Okay, pump the brakes. This is a broad and complex topic, and it’s likely that my classmates, not to mention alumni and future applicants, just had a knee-jerk, “WTF” reaction. So let me preface everything else I have to say with this: it’s my opinion that entrepreneurship is not, like what some people will tell you, an inborn quality you either have or don’t have. But neither is it something you can be taught in a few months of class. It’s a hybrid of the two. I would posit that being an entrepreneur is something you choose to do, based on what you can reasonably expect from yourself. Let me illustrate.

I visited Babson college in the winter of 2002, and knew immediately it was a place I had to be. More than that, though, it was the first time I put any thought toward the word “entrepreneur.” Hell, it was the first time I could spell entrepreneur.

When I graduated from college, I started my own company. Those few days at Babson had sparked something in me that grew for years; when it came time to launch, I did it blindly. While a mentor coached me on what it meant to be an entrepreneur (“wake up every day and create value for your clients”), I was mostly focused on creating exciting technology and learning about how to make a sale.

Was I solving a real pain point someone has? I have no idea. Maybe. What I was really doing was arrogantly thinking I could start a company and build it from nothing, with no experience and no idea how to do it. And if my idea was novel and amazing, I might have lucked out and wound up wildly successful. But it wasn’t, and I didn’t.

I’ve maintained since then that nothing I did makes me an entrepreneur. Does that sound like an entrepreneur? After a semester and a half here, to my ears, it doesn’t. And this is where it becomes a question of degree.

What I did makes me risk tolerant. At 21, I wasn’t afraid to forgo a salary (largely because I didn’t know what one was) and choose to start my own business instead. And that’s the part you largely can’t control: you’re either risk averse or risk tolerant, and if you’re risk averse, it’ll be difficult for you to be an entrepreneur.

Not that that’s something to be ashamed of! All it really means is that you’re a responsible person. My wife is risk averse (though she’s always been supportive of my own irresponsible decisions), and without her fiscal maturity, we probably wouldn’t stay afloat. But risk tolerance is definitely part of the equation. Part.

The other part of being an entrepreneur is what you learn at Babson: it’s developing an idea based on real, market-based information, building it, testing it, relentlessly rethinking it, and scaling it. The curriculum here is infused with this stuff, and that’s what you stand to learn with a Babson MBA.

It’s a combination of risk tolerance and skill that makes a person an entrepreneur. If you lack the former, you’re a great manager; if you lack the latter, you’re just reckless.

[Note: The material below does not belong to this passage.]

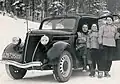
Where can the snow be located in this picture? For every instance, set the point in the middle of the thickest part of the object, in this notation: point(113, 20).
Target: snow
point(11, 27)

Many of my classmates have expressed unhappiness because they don’t think they’re entrepreneurs after a semester at school. And that’s because they’re not. If you’re not willing to take that risk head-on, you’re going to be sorely disappointed, because nothing Babson teaches you will make you an entrepreneur. They give you the tools to create an enterprise from scratch; the rest is on you.